Research has helped me view the world through an objective lens | Duke Kunshan University

Research has helped me view the world through an objective lens


Hsien-Yao Chee, pictured here in the lab with fellow sophomore Aiya Kuchukova, has been involved in two research projects at Duke Kunshan

By Hsien-Yao Chee

As a potential global health major (biology track), I’ve been fortunate enough to be part of two research projects at Duke Kunshan – one under the tutelage of professors Chenkai Wu and John Ji as part of the Data+X class, and the other in the Global Health Research Center’s (GHRC) Infectious Diseases Lab. Both allowed me an opportunity to develop the fundamentals of research while exploring two separate fields of global health.

The research project I worked on with professors Wu and Ji began as an independent study class that was largely focused on analyzing data from the U.S. National Health and Nutrition Examination Survey. In the class, we learned the phases for coming up with a viable research question, such a thorough literature review and identifying a target population, as well as how to use professional software like the Statistical Analysis Suite.

My study partner, Evelyn Lim, and I would schedule regular meetings with our professors every two weeks or so to discuss the progress we’d made or the problems we’d run into. Both were extremely available and were open to answering any questions, which made learning a complex skill that much easier.

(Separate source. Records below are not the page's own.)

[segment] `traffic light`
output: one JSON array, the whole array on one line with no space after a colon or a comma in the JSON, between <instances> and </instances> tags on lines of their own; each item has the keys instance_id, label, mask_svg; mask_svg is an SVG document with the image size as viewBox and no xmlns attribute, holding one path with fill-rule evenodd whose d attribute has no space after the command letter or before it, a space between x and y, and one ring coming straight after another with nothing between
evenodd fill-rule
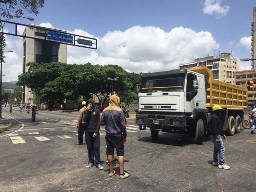
<instances>
[{"instance_id":1,"label":"traffic light","mask_svg":"<svg viewBox=\"0 0 256 192\"><path fill-rule=\"evenodd\" d=\"M247 90L248 91L253 90L253 81L247 81Z\"/></svg>"}]
</instances>

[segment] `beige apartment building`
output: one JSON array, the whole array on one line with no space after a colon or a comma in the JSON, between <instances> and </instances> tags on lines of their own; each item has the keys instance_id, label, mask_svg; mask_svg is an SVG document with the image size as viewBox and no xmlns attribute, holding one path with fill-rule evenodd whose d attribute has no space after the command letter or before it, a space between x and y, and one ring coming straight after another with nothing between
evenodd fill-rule
<instances>
[{"instance_id":1,"label":"beige apartment building","mask_svg":"<svg viewBox=\"0 0 256 192\"><path fill-rule=\"evenodd\" d=\"M256 7L253 8L253 21L252 22L252 58L256 58ZM252 60L252 68L256 69L256 60Z\"/></svg>"},{"instance_id":2,"label":"beige apartment building","mask_svg":"<svg viewBox=\"0 0 256 192\"><path fill-rule=\"evenodd\" d=\"M235 84L234 72L238 69L238 60L230 53L221 53L217 56L198 58L179 65L180 69L204 66L212 70L214 79Z\"/></svg>"},{"instance_id":3,"label":"beige apartment building","mask_svg":"<svg viewBox=\"0 0 256 192\"><path fill-rule=\"evenodd\" d=\"M28 67L26 65L29 62L49 63L52 62L67 62L67 45L54 41L45 41L44 29L31 27L26 27L23 32L23 36L42 39L33 39L23 38L23 62L22 64L23 73L28 71ZM43 28L46 30L49 29ZM60 32L66 31L57 30ZM40 98L30 91L27 87L25 88L22 97L22 103L38 103ZM32 99L31 100L31 99Z\"/></svg>"},{"instance_id":4,"label":"beige apartment building","mask_svg":"<svg viewBox=\"0 0 256 192\"><path fill-rule=\"evenodd\" d=\"M253 106L256 99L256 70L255 69L238 71L235 72L236 85L241 86L247 86L248 81L254 82L253 90L248 91L247 104Z\"/></svg>"}]
</instances>

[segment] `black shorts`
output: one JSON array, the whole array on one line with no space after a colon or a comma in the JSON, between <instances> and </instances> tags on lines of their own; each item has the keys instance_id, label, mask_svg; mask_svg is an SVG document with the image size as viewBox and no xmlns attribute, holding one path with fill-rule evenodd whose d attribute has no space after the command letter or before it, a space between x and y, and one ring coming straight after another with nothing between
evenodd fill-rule
<instances>
[{"instance_id":1,"label":"black shorts","mask_svg":"<svg viewBox=\"0 0 256 192\"><path fill-rule=\"evenodd\" d=\"M107 155L114 155L114 151L116 148L118 156L124 156L124 140L122 135L113 136L106 134L105 137L107 143Z\"/></svg>"}]
</instances>

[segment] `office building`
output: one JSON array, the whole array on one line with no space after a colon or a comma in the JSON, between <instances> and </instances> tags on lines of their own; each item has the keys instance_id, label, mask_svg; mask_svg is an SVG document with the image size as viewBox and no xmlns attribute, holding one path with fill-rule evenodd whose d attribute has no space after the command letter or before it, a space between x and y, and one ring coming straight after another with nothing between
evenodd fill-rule
<instances>
[{"instance_id":1,"label":"office building","mask_svg":"<svg viewBox=\"0 0 256 192\"><path fill-rule=\"evenodd\" d=\"M23 32L23 36L41 38L42 40L23 38L23 62L22 72L28 71L29 67L26 64L29 62L49 63L52 62L67 62L67 45L54 41L45 41L44 29L31 27L26 27ZM51 29L44 28L46 30ZM58 30L60 32L66 31ZM25 88L22 97L23 103L40 102L40 98L35 94L32 93L30 89ZM31 101L31 100L32 101Z\"/></svg>"},{"instance_id":2,"label":"office building","mask_svg":"<svg viewBox=\"0 0 256 192\"><path fill-rule=\"evenodd\" d=\"M238 69L238 60L230 53L221 53L217 56L198 58L179 65L180 69L204 66L212 70L214 79L235 84L234 73Z\"/></svg>"}]
</instances>

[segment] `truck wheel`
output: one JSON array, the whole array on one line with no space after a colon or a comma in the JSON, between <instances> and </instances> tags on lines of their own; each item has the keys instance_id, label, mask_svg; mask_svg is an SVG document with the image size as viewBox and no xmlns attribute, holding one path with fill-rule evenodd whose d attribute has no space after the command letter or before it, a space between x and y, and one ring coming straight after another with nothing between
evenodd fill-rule
<instances>
[{"instance_id":1,"label":"truck wheel","mask_svg":"<svg viewBox=\"0 0 256 192\"><path fill-rule=\"evenodd\" d=\"M199 119L197 120L196 132L194 134L193 142L196 144L201 144L204 136L204 126L202 119Z\"/></svg>"},{"instance_id":2,"label":"truck wheel","mask_svg":"<svg viewBox=\"0 0 256 192\"><path fill-rule=\"evenodd\" d=\"M240 116L238 115L236 118L236 133L238 133L240 132L240 130L241 129L241 118Z\"/></svg>"},{"instance_id":3,"label":"truck wheel","mask_svg":"<svg viewBox=\"0 0 256 192\"><path fill-rule=\"evenodd\" d=\"M153 140L156 140L158 138L158 132L157 130L150 130L151 132L151 137Z\"/></svg>"},{"instance_id":4,"label":"truck wheel","mask_svg":"<svg viewBox=\"0 0 256 192\"><path fill-rule=\"evenodd\" d=\"M226 131L227 135L234 135L236 131L236 121L233 116L230 116L228 119L228 129Z\"/></svg>"}]
</instances>

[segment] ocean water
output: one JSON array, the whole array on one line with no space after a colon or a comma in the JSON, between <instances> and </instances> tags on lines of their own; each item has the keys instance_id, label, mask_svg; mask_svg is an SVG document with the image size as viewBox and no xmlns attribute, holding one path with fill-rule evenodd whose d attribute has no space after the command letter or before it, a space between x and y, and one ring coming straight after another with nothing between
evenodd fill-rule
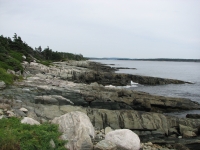
<instances>
[{"instance_id":1,"label":"ocean water","mask_svg":"<svg viewBox=\"0 0 200 150\"><path fill-rule=\"evenodd\" d=\"M130 60L92 60L107 64L111 67L128 67L134 69L120 69L117 73L161 77L189 81L193 84L169 84L159 86L134 85L132 90L144 91L150 94L168 97L188 98L200 103L200 63L199 62L171 62L171 61L130 61ZM174 115L185 116L187 112ZM189 111L200 113L200 111Z\"/></svg>"}]
</instances>

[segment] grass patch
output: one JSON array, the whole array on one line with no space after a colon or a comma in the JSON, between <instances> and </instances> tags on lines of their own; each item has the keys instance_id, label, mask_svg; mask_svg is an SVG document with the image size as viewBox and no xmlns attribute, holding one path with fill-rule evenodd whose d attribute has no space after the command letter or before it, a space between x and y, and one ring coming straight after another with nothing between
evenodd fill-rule
<instances>
[{"instance_id":1,"label":"grass patch","mask_svg":"<svg viewBox=\"0 0 200 150\"><path fill-rule=\"evenodd\" d=\"M50 140L57 150L66 150L66 141L59 139L61 133L55 124L28 125L21 124L18 118L0 120L1 150L53 150Z\"/></svg>"}]
</instances>

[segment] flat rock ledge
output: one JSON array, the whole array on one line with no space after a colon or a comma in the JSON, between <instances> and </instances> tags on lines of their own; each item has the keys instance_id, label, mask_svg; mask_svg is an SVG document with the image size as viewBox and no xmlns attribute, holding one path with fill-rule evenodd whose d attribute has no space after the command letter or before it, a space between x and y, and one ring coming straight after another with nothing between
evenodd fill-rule
<instances>
[{"instance_id":1,"label":"flat rock ledge","mask_svg":"<svg viewBox=\"0 0 200 150\"><path fill-rule=\"evenodd\" d=\"M130 81L149 85L186 83L184 81L116 74L115 69L90 61L57 62L50 67L24 62L24 67L25 80L0 90L0 118L30 117L43 123L79 111L89 117L99 133L94 144L105 138L106 128L107 133L115 129L134 131L144 143L143 149L148 149L150 145L145 144L148 142L152 142L150 147L172 145L171 149L176 143L191 149L199 144L198 117L163 114L200 109L198 103L104 86L127 85ZM115 146L113 144L113 148Z\"/></svg>"}]
</instances>

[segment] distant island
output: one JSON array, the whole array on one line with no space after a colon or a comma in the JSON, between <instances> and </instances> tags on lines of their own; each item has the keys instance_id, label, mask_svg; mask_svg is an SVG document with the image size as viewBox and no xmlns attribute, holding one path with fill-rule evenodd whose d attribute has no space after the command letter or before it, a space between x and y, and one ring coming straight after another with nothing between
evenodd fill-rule
<instances>
[{"instance_id":1,"label":"distant island","mask_svg":"<svg viewBox=\"0 0 200 150\"><path fill-rule=\"evenodd\" d=\"M96 58L88 57L89 60L138 60L138 61L176 61L176 62L200 62L200 59L180 59L180 58L117 58L117 57L108 57L108 58Z\"/></svg>"}]
</instances>

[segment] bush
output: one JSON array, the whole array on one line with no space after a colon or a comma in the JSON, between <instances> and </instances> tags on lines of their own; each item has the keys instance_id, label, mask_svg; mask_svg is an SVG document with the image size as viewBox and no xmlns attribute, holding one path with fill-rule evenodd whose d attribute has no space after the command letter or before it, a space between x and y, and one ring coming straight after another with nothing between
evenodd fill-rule
<instances>
[{"instance_id":1,"label":"bush","mask_svg":"<svg viewBox=\"0 0 200 150\"><path fill-rule=\"evenodd\" d=\"M1 150L53 150L50 140L57 150L65 150L66 141L59 139L58 126L54 124L21 124L18 118L0 120Z\"/></svg>"},{"instance_id":2,"label":"bush","mask_svg":"<svg viewBox=\"0 0 200 150\"><path fill-rule=\"evenodd\" d=\"M10 52L10 56L12 56L13 58L15 58L16 60L18 60L19 62L22 62L23 61L23 54L22 53L19 53L19 52L16 52L16 51L11 51Z\"/></svg>"},{"instance_id":3,"label":"bush","mask_svg":"<svg viewBox=\"0 0 200 150\"><path fill-rule=\"evenodd\" d=\"M0 67L0 81L4 81L6 84L12 84L13 79L14 76L12 74L7 73L5 69Z\"/></svg>"}]
</instances>

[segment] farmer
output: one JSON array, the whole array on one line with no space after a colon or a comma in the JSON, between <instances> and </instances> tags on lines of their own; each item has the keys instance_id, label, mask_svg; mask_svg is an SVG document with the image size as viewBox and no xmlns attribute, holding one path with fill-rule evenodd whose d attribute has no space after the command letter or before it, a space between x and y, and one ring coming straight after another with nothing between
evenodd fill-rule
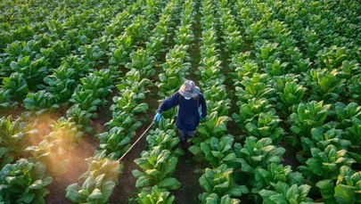
<instances>
[{"instance_id":1,"label":"farmer","mask_svg":"<svg viewBox=\"0 0 361 204\"><path fill-rule=\"evenodd\" d=\"M195 129L200 119L207 116L207 104L200 87L192 80L186 80L177 92L167 98L160 106L154 121L159 122L161 112L178 105L178 113L176 126L178 128L178 136L182 148L187 150L187 138L195 135Z\"/></svg>"}]
</instances>

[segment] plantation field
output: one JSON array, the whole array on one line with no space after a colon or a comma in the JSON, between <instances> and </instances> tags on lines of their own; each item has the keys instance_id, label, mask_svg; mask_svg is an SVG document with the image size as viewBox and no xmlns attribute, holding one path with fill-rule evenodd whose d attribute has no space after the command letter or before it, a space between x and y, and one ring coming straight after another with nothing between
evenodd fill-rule
<instances>
[{"instance_id":1,"label":"plantation field","mask_svg":"<svg viewBox=\"0 0 361 204\"><path fill-rule=\"evenodd\" d=\"M0 12L0 203L361 203L359 1ZM185 79L208 106L190 152L173 109L125 155Z\"/></svg>"}]
</instances>

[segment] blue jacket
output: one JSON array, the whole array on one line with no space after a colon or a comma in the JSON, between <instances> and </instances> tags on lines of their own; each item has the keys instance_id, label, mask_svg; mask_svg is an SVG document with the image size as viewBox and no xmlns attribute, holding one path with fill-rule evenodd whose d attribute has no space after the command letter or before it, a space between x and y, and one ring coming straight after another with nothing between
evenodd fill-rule
<instances>
[{"instance_id":1,"label":"blue jacket","mask_svg":"<svg viewBox=\"0 0 361 204\"><path fill-rule=\"evenodd\" d=\"M207 116L207 104L201 94L199 94L199 105L201 106L201 117ZM167 98L160 106L159 113L166 111L176 105L178 106L178 115L176 126L180 130L193 131L200 124L200 113L198 112L197 100L192 98L186 100L178 92Z\"/></svg>"}]
</instances>

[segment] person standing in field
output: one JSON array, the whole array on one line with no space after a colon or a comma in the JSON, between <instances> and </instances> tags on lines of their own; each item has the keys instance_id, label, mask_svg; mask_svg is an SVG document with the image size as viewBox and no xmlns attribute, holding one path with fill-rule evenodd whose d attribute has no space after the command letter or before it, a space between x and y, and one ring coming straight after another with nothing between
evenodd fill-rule
<instances>
[{"instance_id":1,"label":"person standing in field","mask_svg":"<svg viewBox=\"0 0 361 204\"><path fill-rule=\"evenodd\" d=\"M159 122L161 112L178 106L176 126L182 148L187 150L187 139L195 136L200 119L207 116L207 104L200 87L192 80L185 80L177 92L167 98L160 106L154 121Z\"/></svg>"}]
</instances>

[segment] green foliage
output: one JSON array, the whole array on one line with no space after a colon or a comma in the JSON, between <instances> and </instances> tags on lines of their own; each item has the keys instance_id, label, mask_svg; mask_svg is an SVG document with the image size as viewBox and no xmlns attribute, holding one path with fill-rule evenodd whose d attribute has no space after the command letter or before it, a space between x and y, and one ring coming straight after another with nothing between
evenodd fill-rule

The class ran for the full 14 weeks of the second semester and concluded with a research poster presentation that was open to the entire DKU community and emulated a conference that a professional researcher would attend.

Our research was into the relationship between chronic kidney disease and sleep duration in middle-aged to older adults. We found that sleeping the recommended six to eight hours helped reduce the risk of chronic kidney disease while sleeping more than eight hours or less than six both increased the risk. Interestingly, we also found that sleeping more than eight hours was significantly worse than sleeping less than six hours.

Due to this discovery, our professors continued to mentor us even after the class had ended. After recommending tweaks to the algorithm, they encouraged us to write a paper to be published in a peer-reviewed public health journal. That paper is still in the works.

When they suggested writing a paper, I was surprised because it was not something I’d even thought of at the beginning of the project. It was definitely a pleasant surprise, though, and it gave me a renewed sense of belief in myself and how anything is possible if I put in the necessary time and effort and am committed to the process.


Chee and his study partner, Evelyn Lim, present their research on kidney disease last semester with faculty mentors Chenkai Wu (back left) and John Ji

My current work in the GHRC revolves around viral respiratory diseases. Together with Benjamin Anderson, assistant professor of global health, and master’s student Sankalpa Bhatarrai, we are in the screening phase for a paper titled “A Systematic Review of Respiratory Viruses in Indonesia.”

I’ve mostly been conducting literature reviews while getting better acquainted with the various terminology of respiratory diseases and virology, with the “actual” lab work to come in the research labs at DKU’s newly opened Innovation Building.

Working under professor Anderson is interesting, as I get to see and partake in the often overlooked “soft” parts of research, such as budgeting and relationship building. My fluency in Bahasa Indonesia, which I’d never thought would be an asset in conducting health research, has also been a valuable tool.

My experience working alongside accomplished researchers has taught me one thing: I have a lot to learn and a long way to go.

When I started, I definitely felt slightly overwhelmed, largely due to the fact I was in unchartered territory. I knew so little about both the research practices and the field of study I was now in. Thankfully, all my mentors were supportive during the initial stages and were eager to teach me the ropes, which helped get me up to speed and eased my transition. Even now, I’m learning new things all the time and am in constant awe of the skill, insightfulness and intelligence on display by my mentors, which only drives me to better myself.

My time on both research projects has taught me to analyze problems from a multitude of angles and find innovative but efficient solutions. In a philosophical sense, working on these projects has influenced my general take on life. I now look at the world through an objective lens, realizing and understanding my biases while carefully examining the different issues we face in a deeper, more profound manner.

I’d encourage all students to join in and partake in the different research opportunities available on campus. Just identify the topics that interest you and do not be afraid to reach out to the professors in the field.

Shoot your shot. Winning is only for the brave!

 

Hsien-Yao Chee is an undergraduate in the Class of 2022. He is from Malaysia.